WW2 plane Survivorship bias

Lockheed PV-1 Ventura patrol bomber, Image by McGeddon

The Allied forces in World War II suffered heavy bomber losses to enemy gunfire. Planes that survived flew back to base peppered with bullet holes.

The U.S. Military inspected the planes and found the most holes pierced wings and tails. Armor is heavy and expensive, so they had to figure out the most optimal placement.

The plan was to add armor to protect those wings and tails from enemy fire. And so more pilots could fly back to base after a mission.

However, the Naval operations research team made a different conclusion. A mathematician named Abraham Wald flipped the idea upside down.

Wald realized that planes which flew back with bullet holes actually meant they could survive those shots. But the ones that crashed and never made it back for inspection were likely shot in the engines and cockpit. And that’s where the military ended up armoring the planes.

My friend died this week in a motorcycle crash.

He was 49. We grew up together. Even when he was a college student he’d still hang out with our ragtag church youth group every weekend.

He was a big brother to me. He introduced me to comic books, yo-yos, pocket knives, made incredible drawings, helped buy my first guitar.

I always looked up to him. He pretty much did everything better than me. He wrestled and played football in school. I wrestled and played football. He was varsity. I wasn’t.

We lost touch after he moved to the West Coast for work. We only got to visit him and his family once out there.

He restored a vintage car, owned a few motorcycles, set up a special room to practice judo with his sons. He volunteered at his kids’ local elementary school teaching music because the school had no budget — even after his sons moved on.
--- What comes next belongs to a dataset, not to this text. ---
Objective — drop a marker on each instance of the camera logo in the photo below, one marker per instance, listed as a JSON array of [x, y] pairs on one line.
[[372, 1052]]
I heard through friends there were rocky patches. I know how that goes — we all do.

We all get hit by enemy flak.

It’s the knee-jerk reaction to wonder what if he had made different choices. Maybe things could have been different.

What were his last words — to his motorcycle buddies who rode with him that day, to his sons, to his wife, his siblings, his mom?
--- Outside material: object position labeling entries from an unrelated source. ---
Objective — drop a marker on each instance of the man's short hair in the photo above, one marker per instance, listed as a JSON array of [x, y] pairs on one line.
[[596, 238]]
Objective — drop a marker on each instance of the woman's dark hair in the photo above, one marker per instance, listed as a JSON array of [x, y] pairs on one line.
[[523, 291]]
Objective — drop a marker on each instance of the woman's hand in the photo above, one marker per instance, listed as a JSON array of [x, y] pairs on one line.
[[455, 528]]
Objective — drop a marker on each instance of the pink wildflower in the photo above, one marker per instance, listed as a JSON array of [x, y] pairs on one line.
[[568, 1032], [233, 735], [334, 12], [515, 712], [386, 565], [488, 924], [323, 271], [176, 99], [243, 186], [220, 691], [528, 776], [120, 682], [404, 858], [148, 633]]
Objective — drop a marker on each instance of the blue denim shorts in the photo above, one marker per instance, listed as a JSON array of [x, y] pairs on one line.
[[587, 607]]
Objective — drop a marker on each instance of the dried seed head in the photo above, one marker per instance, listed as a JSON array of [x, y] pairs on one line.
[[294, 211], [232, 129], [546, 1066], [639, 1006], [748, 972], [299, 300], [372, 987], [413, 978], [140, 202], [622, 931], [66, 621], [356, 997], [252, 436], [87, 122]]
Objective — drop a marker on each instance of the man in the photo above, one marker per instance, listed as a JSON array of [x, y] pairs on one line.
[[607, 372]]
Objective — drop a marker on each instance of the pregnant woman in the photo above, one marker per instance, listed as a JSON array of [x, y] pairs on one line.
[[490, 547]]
I am reminded not to count the bullet holes.

I am reminded to pay attention to what made him soar when I knew him.

His faith, family, friends. Those are areas that need bulletproof armor.

It’s not even about his choices or his circumstances and more about a wake up call to us.

Guard your engines and cockpit.

These are non-negotiables.

These are the vulnerable areas that will shield us from enemy fire and equip us to tackle our missions and survive to fly another day.

I’m not saying we ignore the pains and hurts, mistakes and regrets. I’m saying not to drown in despair and focus on non-critical damage.

Heal, recover, press on.

Of course one day we will all land for the last time. But today we write another page in our legacy. What have we written?

The measure of who we are will be summed up not by our bullet holes but by the way we flew. And all the more when we debrief back at mission control to equip new recruits.

Rest in peace, my friend.

Fly fierce, fly true — armor up, my friends.